A garota ao seu lado o fazia lembrar-se de si mesmo alguns anos atrás, quando só vinha assistir aos jogos para torcer para seus amigos. Não que isso tivesse mudado, ainda estava ali por ele, mas, antes, Peter não entendia absolutamente nada do jogo estranho. Claro, já ouvira Oliver, seu irmão, falar inúmeras vezes de como fora eleito o melhor jogador da temporada, melhor apanhador, melhor tudo. No entanto, a situação mudara quando Remus anunciou que o ajudaria a entender o esporte preferido dos bruxos, no segundo ano. Depois de uma tarde na biblioteca, local no qual Pettigrew não era visto com frequência até hoje, e de uma leitura do livro Quadribol Através dos Séculos, sob tutoria de Lupin, podia finalmente dizer que entendia a lógica do quadribol, as manobras realizadas pelos jogadores e até mesmo arriscava alguns comentários acerca da partida que assistia. Glenda, esse era o nome que aprenderia em alguns minutos, era contagiante. Essa era a palavra. O gryffindor era um entusiasta por quadribol, isso ninguém podia negar, mas sequer beirava à animação que Chittock exibia. E nem era o time da casa dela.

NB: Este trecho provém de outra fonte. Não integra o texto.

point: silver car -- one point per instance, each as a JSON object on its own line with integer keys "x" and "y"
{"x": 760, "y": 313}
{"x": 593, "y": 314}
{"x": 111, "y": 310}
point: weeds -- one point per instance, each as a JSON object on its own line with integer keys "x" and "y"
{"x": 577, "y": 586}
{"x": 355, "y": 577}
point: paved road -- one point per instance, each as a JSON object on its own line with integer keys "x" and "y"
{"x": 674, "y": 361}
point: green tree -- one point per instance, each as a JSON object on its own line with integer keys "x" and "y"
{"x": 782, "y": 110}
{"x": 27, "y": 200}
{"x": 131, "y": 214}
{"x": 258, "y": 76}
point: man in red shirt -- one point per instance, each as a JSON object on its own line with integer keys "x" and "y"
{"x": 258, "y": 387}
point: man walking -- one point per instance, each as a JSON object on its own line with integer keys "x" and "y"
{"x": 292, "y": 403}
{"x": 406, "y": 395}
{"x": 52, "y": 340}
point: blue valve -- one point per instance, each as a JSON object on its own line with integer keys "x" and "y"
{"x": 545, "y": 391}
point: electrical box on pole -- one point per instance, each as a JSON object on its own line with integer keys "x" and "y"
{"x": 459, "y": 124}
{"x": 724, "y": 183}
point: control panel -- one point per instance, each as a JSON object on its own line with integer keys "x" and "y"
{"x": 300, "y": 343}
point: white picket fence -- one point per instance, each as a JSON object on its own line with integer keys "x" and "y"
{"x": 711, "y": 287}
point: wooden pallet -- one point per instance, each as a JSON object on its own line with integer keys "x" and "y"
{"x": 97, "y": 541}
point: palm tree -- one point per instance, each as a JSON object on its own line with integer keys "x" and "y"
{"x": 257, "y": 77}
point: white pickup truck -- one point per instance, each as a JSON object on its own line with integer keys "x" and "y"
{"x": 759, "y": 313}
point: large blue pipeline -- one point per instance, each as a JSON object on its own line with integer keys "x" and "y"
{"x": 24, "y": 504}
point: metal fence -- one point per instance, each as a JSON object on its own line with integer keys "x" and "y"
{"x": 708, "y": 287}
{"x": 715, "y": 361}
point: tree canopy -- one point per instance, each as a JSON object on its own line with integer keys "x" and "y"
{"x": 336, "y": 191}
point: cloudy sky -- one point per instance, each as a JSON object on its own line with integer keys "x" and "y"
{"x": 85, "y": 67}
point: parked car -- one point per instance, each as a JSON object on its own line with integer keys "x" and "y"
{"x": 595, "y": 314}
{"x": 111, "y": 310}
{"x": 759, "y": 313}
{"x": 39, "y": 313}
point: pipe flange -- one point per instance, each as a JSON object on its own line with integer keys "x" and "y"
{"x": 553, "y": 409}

Peter riu ao ouvi-la perguntar sobre o pomo, olhando-a pelo canto do olho enquanto prestava atenção ao restante do jogo antes de se aproximar. A resposta seguinte da loira, quando perguntou para quem ela torcia (por pura curiosidade), o fez dar uma gargalhada – jamais esperaria tal resposta e, percebeu, gostava de ser surpreendido. O olhar confuso dela se alternava de jogador para jogador, decidindo para quem iria sua devoção do dia, e por fim apontou para todos em campo. “Na verdade, você tem que escolher um time e torcer. Não dá pra torcer pra todo mundo.” Deu de ombros, enfiando as mãos nos bolsos da calça escura que vestia, antes de acompanhar uma jogada do time vermelho e dourado, comemorando os pontos em seguida juntamente com a multidão que tomava aquele lado da arquibancada. “Meu nome é Peter. Pettigrew. Acho que não nos conhecemos.” Se apresentou, por fim, quando o jogo deu uma acalmada frente aos seus olhos. A Gryffindor ganhava com vantagem, mas ninguém havia encontrado o pomo ainda.
Com um sorriso maroto dançante no canto esquerdo dos lábios, Peter cruzou os braços sobre o tronco, como muitas vezes vira James fazer ao se aproximar de garotas, e empertigou-se antes de falar. “Você não parece entender muito do que tá acontecendo ali, com todo o respeito.” Desculpou-se antes de levantar as duas mãos na altura dos ombros em sinal de desculpas, para depois voltar a cruzar os braços onde estavam. “Se quiser, posso ser seu professor de quadribol por hoje. Garanto que sou o melhor aqui dessa arquibancada.” Brincou falando um pouco mais alto, já que a torcida se manifestara quando terminava de falar. Querendo ou não, admitindo ou não, Peter tentava mimicar o que James, Sirius e Remus faziam. Sirius, ao se aproximar da garota. James, com o sorriso de canto e leve insinuação de flerte. E Remus, ao oferecer ajuda. Não queria mais ser aquele garotinho introvertido, não queria mais ser a sombra do irmão mais velho. Não mais.